Update (2024-12-04): Christian Selig:
Does anyone find Safari on Sequoia will just randomly decide “Nah I don’t want to load any new pages for the next like… 30 seconds”? Other browsers will load things fine
Yes! I thought it was just me. Sometimes just stops entirely. Reminds me of the old 10.5ish days where I’d use Safari every OS release til it stopped working an I had to switch to a usable browser :(
This has happened to me, too, and sometimes I need to restart the Mac in order for it to work. Waiting or quitting and relaunching Safari isn’t enough.
Update (2024-12-05): Sören:
Toggling all network interfaces (Ethernet, Wi-Fi) is enough IME
6 Comments RSS · Twitter · Mastodon
I don‘t like PWAs because I can’t have control about the version I‘m using. They can change completely every second or get be hacked. One thing I only like is the control I have with adblockers and that I can fix bad design decisions by injecting CSS. But that’s also a security problem and only a cure for deeper problems.
I'd also like to know the reverse: what Safari does /better/ than Chrome or Firefox. The consensus is that Safari is no longer better for battery life and its benchmark gains are generally not felt. But what features has Safari pushed into existence that other browsers lagged on? Maybe some color and effects at CSS Level 5? Maybe JpegXL recently?
For as many showstoppers as Safari has, what does the reverse look like? What does web dev look like without Safari? Does Firefox become the new IE?
Safari feels like there is so much tech debt and they're slow to ship fixes. But that seems like a function of Apple as an organization -- just trying to get them to fix any bug in any of their stuff takes forever. Their approach to software dev is rotten.
Do you think there is value to users if Safari re-based off of something like Ungoogled Chromium or Firefox? It'd be a hell froze over moment, but even Microsoft threw in the towel.
@Captain Hammer - Being Default and KeyChain / iCloud Password. Support Online Password reuse in Apps.
10 years later Safari still dont have Tabs suspension. Bookmark, History and address bar is the slowest ( or has been the slowest ) compared to Chrome and Firefox. Webkit on the other hand picked up a lot of bug fix and features in the past 3-4 years. But it is still lagging behind somewhat.
@Nils Or... it's a perfect way for devs to ensure that bugs and security holes are solved for all users. A nice way of ensuring that everyone is on the same feature set so that you can free up time for developers and focus on what's important.

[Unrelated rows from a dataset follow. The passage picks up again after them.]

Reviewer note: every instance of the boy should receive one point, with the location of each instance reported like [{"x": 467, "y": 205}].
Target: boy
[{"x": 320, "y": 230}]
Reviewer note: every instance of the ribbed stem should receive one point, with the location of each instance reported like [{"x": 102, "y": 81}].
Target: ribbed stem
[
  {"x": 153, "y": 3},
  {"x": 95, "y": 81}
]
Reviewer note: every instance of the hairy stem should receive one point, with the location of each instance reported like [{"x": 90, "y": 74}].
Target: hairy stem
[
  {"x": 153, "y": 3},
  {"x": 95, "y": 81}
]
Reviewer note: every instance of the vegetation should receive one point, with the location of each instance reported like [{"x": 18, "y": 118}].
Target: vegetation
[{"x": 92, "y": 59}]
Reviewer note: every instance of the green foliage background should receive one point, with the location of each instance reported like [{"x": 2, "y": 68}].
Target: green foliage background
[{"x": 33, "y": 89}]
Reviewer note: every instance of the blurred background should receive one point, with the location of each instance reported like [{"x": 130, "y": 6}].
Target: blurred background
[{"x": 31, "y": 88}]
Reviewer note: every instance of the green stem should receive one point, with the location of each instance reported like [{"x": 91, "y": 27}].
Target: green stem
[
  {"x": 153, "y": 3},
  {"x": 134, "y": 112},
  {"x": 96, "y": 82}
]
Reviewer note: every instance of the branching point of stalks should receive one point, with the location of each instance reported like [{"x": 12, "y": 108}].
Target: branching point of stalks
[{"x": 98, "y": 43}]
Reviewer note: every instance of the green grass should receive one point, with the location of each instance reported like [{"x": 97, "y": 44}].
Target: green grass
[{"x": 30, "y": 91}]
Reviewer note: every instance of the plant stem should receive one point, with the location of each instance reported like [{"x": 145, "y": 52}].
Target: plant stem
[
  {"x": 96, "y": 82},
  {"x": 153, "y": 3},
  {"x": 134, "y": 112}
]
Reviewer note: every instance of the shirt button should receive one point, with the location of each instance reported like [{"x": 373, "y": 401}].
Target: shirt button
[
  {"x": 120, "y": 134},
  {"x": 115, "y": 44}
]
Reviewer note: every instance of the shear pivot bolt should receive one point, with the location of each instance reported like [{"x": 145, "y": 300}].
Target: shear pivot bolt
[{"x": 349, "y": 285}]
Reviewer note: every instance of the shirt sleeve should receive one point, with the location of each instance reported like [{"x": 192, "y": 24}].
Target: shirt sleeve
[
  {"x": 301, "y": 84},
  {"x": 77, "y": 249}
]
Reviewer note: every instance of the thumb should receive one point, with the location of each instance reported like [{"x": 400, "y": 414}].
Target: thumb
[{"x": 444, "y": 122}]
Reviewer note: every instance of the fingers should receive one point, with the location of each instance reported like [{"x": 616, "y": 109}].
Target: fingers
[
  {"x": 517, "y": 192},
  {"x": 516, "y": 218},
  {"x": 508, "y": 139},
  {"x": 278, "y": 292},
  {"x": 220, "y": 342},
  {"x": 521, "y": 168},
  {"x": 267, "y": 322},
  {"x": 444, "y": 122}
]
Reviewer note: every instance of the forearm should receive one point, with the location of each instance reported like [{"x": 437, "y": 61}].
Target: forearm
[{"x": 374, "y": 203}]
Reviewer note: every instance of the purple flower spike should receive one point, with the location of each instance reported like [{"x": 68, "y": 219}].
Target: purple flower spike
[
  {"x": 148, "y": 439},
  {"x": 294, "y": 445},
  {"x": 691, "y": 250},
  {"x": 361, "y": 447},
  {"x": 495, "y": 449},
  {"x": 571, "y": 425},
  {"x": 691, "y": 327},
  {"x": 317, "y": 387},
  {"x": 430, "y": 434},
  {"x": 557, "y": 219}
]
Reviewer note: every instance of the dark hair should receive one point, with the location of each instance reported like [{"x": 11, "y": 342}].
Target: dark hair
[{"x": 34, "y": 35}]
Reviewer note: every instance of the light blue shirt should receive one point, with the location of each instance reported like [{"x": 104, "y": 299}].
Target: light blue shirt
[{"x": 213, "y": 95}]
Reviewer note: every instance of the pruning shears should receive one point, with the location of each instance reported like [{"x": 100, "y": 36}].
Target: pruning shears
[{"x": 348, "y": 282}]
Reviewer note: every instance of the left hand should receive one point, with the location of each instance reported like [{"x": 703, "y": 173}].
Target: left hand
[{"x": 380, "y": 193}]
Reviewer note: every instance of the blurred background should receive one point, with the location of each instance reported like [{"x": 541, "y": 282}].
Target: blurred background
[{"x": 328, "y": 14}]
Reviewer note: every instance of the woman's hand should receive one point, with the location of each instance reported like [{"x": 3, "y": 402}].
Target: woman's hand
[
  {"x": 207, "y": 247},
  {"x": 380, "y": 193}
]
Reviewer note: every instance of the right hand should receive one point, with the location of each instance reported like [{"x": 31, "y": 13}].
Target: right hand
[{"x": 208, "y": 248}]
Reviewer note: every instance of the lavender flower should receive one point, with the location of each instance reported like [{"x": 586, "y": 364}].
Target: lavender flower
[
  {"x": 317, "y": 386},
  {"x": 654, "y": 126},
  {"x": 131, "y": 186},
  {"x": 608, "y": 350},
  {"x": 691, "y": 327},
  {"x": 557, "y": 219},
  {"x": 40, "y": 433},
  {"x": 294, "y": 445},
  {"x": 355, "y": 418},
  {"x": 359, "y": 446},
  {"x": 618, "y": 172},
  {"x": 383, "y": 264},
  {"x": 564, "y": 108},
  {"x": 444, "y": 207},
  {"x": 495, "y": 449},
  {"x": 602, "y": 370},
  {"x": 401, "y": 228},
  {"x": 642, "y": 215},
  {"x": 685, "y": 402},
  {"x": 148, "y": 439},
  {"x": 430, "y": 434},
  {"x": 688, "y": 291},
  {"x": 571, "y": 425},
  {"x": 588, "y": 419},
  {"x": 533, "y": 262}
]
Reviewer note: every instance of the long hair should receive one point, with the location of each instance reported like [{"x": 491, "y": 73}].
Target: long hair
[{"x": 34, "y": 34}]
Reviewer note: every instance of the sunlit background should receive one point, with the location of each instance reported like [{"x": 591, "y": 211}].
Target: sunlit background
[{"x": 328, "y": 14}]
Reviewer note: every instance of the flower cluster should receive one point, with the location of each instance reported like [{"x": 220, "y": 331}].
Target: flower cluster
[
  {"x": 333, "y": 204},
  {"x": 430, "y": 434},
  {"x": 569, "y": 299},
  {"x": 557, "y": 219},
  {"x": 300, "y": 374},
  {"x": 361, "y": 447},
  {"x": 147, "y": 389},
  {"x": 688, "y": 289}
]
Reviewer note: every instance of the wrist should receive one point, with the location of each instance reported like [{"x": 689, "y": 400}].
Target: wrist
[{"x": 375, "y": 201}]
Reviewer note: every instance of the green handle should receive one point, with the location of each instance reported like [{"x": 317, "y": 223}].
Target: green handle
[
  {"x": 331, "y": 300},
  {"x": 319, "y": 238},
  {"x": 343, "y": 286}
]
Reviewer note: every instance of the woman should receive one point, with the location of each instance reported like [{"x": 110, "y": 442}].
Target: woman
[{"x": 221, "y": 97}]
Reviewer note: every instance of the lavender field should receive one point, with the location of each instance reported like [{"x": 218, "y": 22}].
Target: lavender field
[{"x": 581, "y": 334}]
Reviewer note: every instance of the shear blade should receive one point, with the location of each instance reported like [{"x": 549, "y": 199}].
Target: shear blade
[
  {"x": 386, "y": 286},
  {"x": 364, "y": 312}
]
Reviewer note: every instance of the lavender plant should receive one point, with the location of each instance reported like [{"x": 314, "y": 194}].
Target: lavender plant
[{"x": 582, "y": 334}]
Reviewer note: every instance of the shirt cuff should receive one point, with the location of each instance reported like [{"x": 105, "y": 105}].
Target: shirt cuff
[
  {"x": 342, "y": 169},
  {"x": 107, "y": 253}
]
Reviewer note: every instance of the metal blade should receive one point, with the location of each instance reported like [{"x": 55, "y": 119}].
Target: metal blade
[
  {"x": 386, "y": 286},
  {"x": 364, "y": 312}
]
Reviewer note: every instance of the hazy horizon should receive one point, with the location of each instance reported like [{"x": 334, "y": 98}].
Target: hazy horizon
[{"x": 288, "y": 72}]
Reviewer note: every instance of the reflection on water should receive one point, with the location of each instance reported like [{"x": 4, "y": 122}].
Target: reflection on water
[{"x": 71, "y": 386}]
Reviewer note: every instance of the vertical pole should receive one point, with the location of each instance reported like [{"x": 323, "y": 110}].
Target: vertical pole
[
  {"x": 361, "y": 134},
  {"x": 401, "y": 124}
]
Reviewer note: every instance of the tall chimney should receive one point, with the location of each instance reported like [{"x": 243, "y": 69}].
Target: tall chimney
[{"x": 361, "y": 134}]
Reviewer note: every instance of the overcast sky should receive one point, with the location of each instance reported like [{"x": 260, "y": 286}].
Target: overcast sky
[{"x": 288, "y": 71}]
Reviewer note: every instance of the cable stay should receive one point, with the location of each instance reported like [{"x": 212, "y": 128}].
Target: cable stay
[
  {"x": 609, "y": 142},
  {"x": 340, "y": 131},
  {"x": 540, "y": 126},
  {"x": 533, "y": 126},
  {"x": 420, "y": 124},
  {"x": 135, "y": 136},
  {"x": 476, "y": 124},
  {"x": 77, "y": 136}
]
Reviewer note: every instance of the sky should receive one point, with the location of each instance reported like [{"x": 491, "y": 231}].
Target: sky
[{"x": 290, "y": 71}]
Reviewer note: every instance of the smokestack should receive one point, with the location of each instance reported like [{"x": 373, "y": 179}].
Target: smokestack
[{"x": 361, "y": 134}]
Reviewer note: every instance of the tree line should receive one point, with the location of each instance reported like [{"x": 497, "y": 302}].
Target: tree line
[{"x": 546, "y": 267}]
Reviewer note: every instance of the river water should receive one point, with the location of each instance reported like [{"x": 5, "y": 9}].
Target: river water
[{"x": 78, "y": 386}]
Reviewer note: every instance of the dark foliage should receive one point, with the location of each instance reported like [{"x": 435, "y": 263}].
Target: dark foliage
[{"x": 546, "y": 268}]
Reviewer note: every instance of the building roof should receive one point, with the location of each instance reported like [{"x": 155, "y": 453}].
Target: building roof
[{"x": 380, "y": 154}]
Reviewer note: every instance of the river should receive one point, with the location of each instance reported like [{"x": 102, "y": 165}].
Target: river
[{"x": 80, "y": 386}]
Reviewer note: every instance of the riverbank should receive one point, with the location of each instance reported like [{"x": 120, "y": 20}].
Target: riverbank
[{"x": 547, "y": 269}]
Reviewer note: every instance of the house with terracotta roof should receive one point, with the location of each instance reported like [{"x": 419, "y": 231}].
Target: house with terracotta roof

@Captain Hammer - It's tab groups for me. Totally changed my browser workflow, much lower friction than trying to use bookmarks.
I accept that PWAs *can* be useful, especially if they're self-hostable.
But the problem really is that native apps are designed using a sensible abstraction for software, where the OS provides a UI toolkit that a developer uses to build efficiently rendered apps, with functionality built in, especially accessibility and keyboard interaction, where web apps are usually nothing like as refined or dependable. Web app devs just don't want to hear that, but it should go without saying that layering boatloads of shite written in JavaScript in order to implement a complete UI layer is simply not going to provide the same experience for people who rely on that kind of consistency and usability which your platform gives you for free. And it is rare that webapps break this trend; in fact the only example I can think of, ironically, is 1Password, which of course was once a native Mac app, where it's clear that a great deal of attention has been given to restoring that functionality, and even then rather imperfectly.